Fort de Vézelois, also known as Fort Ordener, was built between 1883 and 1886 near Vézelois, to the southeast of Belfort in northeastern France. It is part of the first ring of fortifications around the city of Belfort. It is part of the second ring of fortifications around the city of Belfort in northeastern France. This set of forts was built as part of the Séré de Rivières system and incorporated improvements to deal with the improvement in efficacy of artillery in the late 19th century. The fort was formally named after French General Michel Ordener.

The Fort de Vézelois is similar to the Fort de Bessoncourt and was designed to support Bessoncourt and the Fort du Bois d'Oye, covering the road from Basel and the Mulhouse railway line.

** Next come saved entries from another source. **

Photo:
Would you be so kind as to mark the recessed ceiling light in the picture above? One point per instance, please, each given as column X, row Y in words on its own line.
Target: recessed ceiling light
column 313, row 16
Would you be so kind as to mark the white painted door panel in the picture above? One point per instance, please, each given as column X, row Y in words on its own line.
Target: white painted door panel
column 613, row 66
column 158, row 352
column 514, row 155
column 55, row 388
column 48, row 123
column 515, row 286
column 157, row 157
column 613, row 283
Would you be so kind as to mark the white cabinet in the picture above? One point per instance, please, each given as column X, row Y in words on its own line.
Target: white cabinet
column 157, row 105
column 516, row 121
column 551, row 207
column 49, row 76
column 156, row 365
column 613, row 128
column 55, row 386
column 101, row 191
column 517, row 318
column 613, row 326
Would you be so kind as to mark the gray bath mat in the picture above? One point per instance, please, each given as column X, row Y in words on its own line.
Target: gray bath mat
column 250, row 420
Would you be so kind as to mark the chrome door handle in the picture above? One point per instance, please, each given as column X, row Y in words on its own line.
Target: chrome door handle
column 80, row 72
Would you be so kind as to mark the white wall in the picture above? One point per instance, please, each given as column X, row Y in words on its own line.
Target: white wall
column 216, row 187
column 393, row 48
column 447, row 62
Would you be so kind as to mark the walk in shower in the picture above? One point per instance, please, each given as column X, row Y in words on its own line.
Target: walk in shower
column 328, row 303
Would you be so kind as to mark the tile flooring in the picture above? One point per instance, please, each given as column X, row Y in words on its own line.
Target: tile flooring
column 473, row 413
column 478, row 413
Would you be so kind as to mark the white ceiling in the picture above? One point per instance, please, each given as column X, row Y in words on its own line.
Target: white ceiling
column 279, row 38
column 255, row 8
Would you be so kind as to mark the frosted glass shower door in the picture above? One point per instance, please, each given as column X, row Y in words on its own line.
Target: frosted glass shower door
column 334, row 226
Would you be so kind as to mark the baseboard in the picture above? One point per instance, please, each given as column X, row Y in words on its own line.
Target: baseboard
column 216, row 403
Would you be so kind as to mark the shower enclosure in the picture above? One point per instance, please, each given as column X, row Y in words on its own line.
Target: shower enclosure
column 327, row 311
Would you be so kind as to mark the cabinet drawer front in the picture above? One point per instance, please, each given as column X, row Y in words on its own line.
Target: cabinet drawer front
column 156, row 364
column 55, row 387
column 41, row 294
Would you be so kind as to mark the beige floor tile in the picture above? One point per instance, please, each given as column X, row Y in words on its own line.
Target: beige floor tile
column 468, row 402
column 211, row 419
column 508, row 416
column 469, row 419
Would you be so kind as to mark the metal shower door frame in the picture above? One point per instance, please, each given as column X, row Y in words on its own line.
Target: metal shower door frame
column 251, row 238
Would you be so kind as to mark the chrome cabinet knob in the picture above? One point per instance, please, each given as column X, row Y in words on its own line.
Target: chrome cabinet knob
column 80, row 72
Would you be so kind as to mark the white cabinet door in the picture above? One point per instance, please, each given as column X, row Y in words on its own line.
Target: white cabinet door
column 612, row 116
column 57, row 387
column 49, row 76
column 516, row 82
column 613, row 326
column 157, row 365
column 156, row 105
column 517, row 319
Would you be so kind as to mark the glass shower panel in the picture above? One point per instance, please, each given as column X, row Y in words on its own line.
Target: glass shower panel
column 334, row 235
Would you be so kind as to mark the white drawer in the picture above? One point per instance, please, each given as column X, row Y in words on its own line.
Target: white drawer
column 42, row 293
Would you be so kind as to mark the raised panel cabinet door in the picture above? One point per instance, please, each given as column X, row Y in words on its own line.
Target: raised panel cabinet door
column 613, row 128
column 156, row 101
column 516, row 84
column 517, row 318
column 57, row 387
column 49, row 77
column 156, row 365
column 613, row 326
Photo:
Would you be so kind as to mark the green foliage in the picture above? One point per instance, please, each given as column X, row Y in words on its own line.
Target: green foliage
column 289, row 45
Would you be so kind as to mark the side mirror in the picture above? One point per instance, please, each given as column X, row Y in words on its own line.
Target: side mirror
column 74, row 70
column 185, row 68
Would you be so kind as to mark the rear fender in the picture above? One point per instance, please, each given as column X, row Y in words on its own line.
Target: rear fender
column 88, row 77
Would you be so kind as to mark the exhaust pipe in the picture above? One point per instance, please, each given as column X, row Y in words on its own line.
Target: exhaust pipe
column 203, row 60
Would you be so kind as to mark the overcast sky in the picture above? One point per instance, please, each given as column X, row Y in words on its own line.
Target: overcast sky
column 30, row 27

It was garrisoned by between 500 and 600 men. The fort received concrete cover in 1888–89, its artillery dispersed to batteries outside the fort. In 1909 the caponiers were replaced by counterscarps. Parapets and a subterranean shelter were provided for infantry, while a casemate, two machine gun turrets and a 75mm gun turret were added. From 1893 the fort was linked to other forts around Belfort via the Chemins de fer du Territoire de Belfort strategic railroad.

In 1940 the fort was manned by the 8th Battery of the 159th Position Artillery Regiment (RAP), part of the fortified region of Belfort under the French 8th Army, Army Group 3. From 16 March 1940 the RF Belfort became the 44th Fortress Corps (CAF).

After the Second World War the fort was used by the French Army for ammunition storage until the 1990s. The fort is now owned by the Commune of Vézelois and is in the care of an association for its restoration. The fort may be visited.